ThisFish has found that while there is often a strong focus on the sustainability rating of a fish, “buy local” may be just as strong a rallying cry for consumers. In a survey of 300 ThisFish users, 89 percent said they were motivated to trace their fish because they wanted to know where it was caught. By comparison, checking eco-certification and sustainability ratings was cited by about 25 percent of respondents.
For Tamm, the real power of traceability is that it can address any type of consumer concern: “Traceability is not just a one-trick pony. It’s not just about sustainability, it’s not just about local, it’s not just about the quality of your food.” Traceability can help improve all of these things, he says.

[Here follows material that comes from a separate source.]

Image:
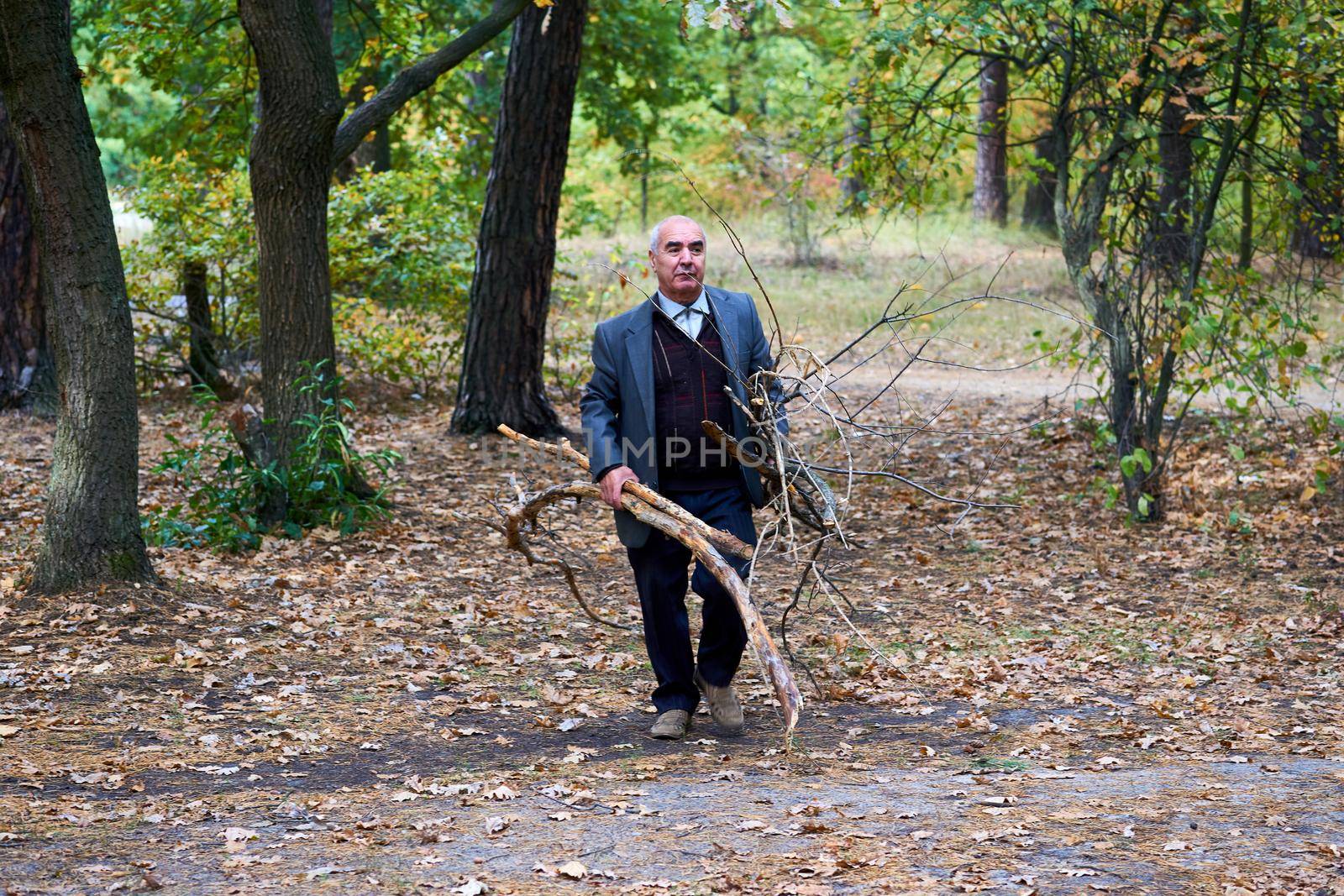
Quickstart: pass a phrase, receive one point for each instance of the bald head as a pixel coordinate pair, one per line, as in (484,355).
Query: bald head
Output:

While Tamm sees transparency-focused entrepreneurs entering the seafood industry as a promising force for change, consumer demand will also play a big role. “Over time consumer expectations will start to rise,” he says, “and people will...just have the expectation that ‘if I'm going to buy this product, I deserve to know how and where it was produced.’”
For now, a little extra effort at the restaurant or grocery store can help protect you against seafood fraud. Gib Brogan of Oceana advises consumers to buy from places they trust and ask questions about the species type and where and when it was caught. Anyone selling seafood should at least know those basics, he says. Above all, use a shopper's common sense: "If a deal is too good to be true, it probably is."